Breaking down Saskatchewan’s numbers
“For the Government’s 2019-20 fiscal year, road-use Fuel Tax revenues totalled almost $454 million, while road maintenance expenditures totalled almost $616 million,” reads the 2021-2022 Saskatchewan budget.
“Electric vehicles (EVs) are being purchased in ever increasing numbers across Canada and around the world. While the number of these vehicles in Saskatchewan is currently relatively low, they are increasing in number every year. These vehicles contribute to wear and tear on provincial roadways, but because they do not consume traditional fuels they are not contributing to highway maintenance through the provincial Fuel Tax.”
It’s worth noting that Saskatchewan recorded an overall surplus in its 2019-2020 budget of $34.4 million and road maintenance expenditures for that fiscal year exceeded fuel tax revenues by $162 million.
The 2019-2020 budget went on to highlight the province anticipated a $6-million increase in the fuel tax for that year “as a result of increased economic activity and continued population growth.” The 2021-2022 budget projects an even larger jump with “a $34 million increase in Fuel Tax revenue as a result of the rebound in economic activity.”
The revenue from the $150 road-use tax, if it was applied to all 403 EVs currently registered in Saskatchewan today, is roughly $60,000.

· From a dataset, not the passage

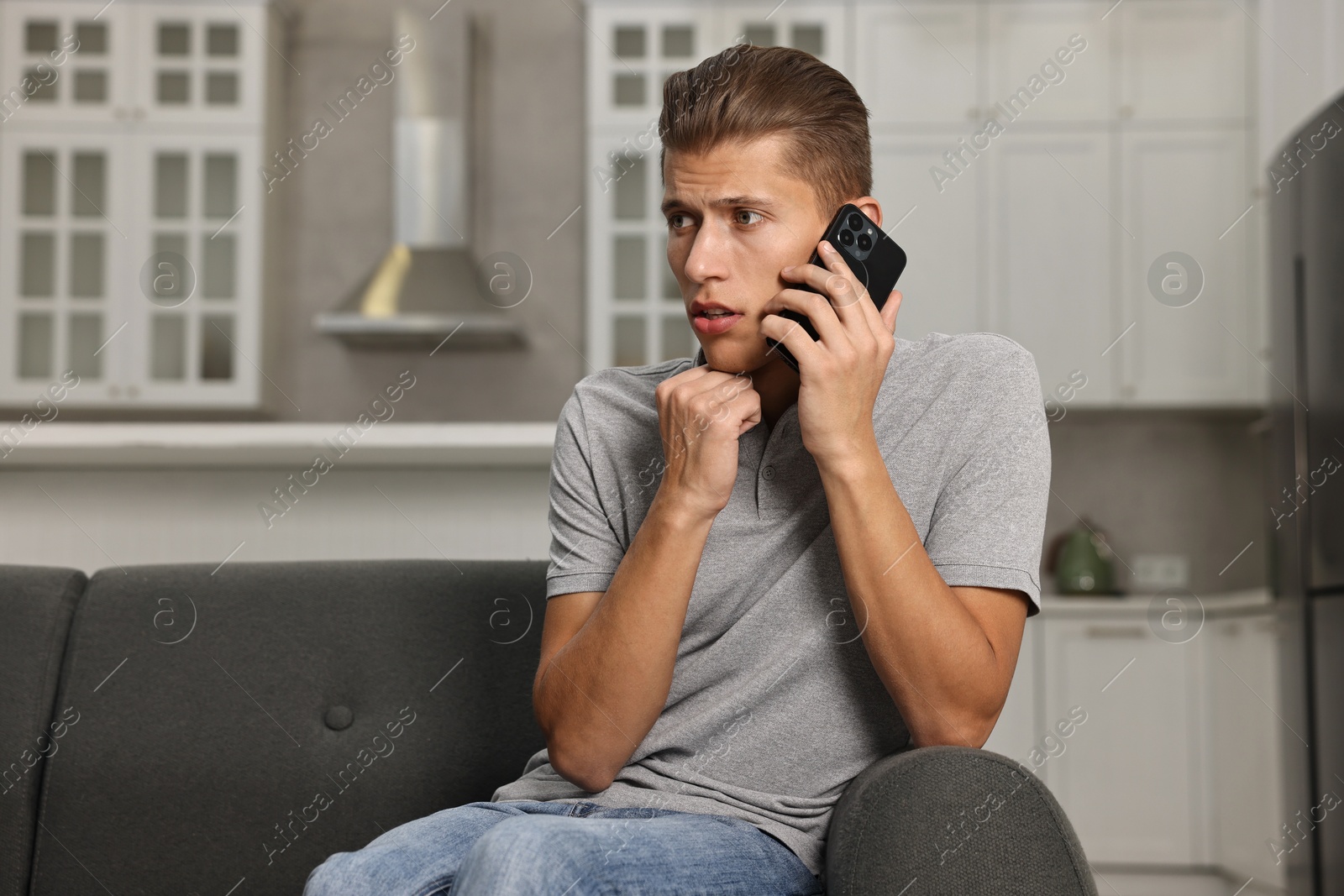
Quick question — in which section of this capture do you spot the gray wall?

Saskatchewan struggles with heavy emitter image
In an addendum to the PEV taxation announcement, Kaeding clarified the Saskatchewan provincial government also does not intend to offer any purchase incentives on either PEVs or hybrid electric vehicle purchases. A few days after those remarks, Environment and Climate Change Canada released a report that identified Saskatchewan as Canada’s leading emitter of greenhouse gases (GHGs).

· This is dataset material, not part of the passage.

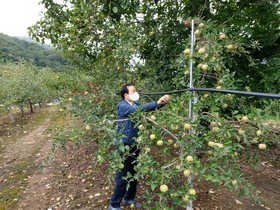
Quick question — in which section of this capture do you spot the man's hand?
[157,95,170,104]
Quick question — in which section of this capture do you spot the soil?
[0,106,280,210]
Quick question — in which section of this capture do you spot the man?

With significant industry, manufacturing and exports and only 25 per cent of the provincial energy generation considered renewable, Saskatchewan has long been known as a heavy polluter.

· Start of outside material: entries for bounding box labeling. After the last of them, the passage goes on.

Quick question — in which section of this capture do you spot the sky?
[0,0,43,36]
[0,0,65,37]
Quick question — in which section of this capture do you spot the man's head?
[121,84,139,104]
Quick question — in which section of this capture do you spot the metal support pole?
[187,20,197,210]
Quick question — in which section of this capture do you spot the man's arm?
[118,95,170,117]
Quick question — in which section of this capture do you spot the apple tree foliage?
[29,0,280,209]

Government of Canada data from 2017 shows the province’s oil and gas sector accounts for 33 per cent of emissions; agriculture, 23 per cent; and largely coal-fired based electricity generation, 20 per cent. Data from Prairie Resilience: A Made-in-Saskatchewan Climate Change Strategy in 2017 identifies the transportation sector accounting for 14 per cent of the province’s GHG emissions.
“Saskatchewan is still very heavily coal dependent. The reality is there is still an improvement in emissions when you move to an EV in Saskatchewan.” explains Steimle.
“Equally important is the fact that as the province’s electrical grid begins to shift away from coal because coal is no longer economically viable, EVs that are already on the road become even cleaner.”
The path forward
While Saskatchewan stands as an outlier in Canada with the PEV tax, from the standpoint of boosting EV sales growth it suffers from similar challenges faced by other provinces and territories in Canada — ranging from not having a rebate and a lack of education programs around EVs to underdeveloped charging networks and a lack of vehicle supply.
It’s improving this holistic picture that Steimle says is the key to turning any jurisdiction towards a successful and more rapid transition. Rather than focusing exclusively on debating the PEV road-use tax, public energy and advocacy resources could be better utilized by calling for government investment in the ecosystem.
“I encourage the four pillars of a successful adoption strategy: education, incentives, infrastructure, and supply. If consumers — whether they are consumers, business, or government — don’t understand the capabilities and benefits of EVs there is not going to be genuine demand,” says Steimle. “For a successful transition to a more sustainable future we need to tackle all four pillars in harmony.”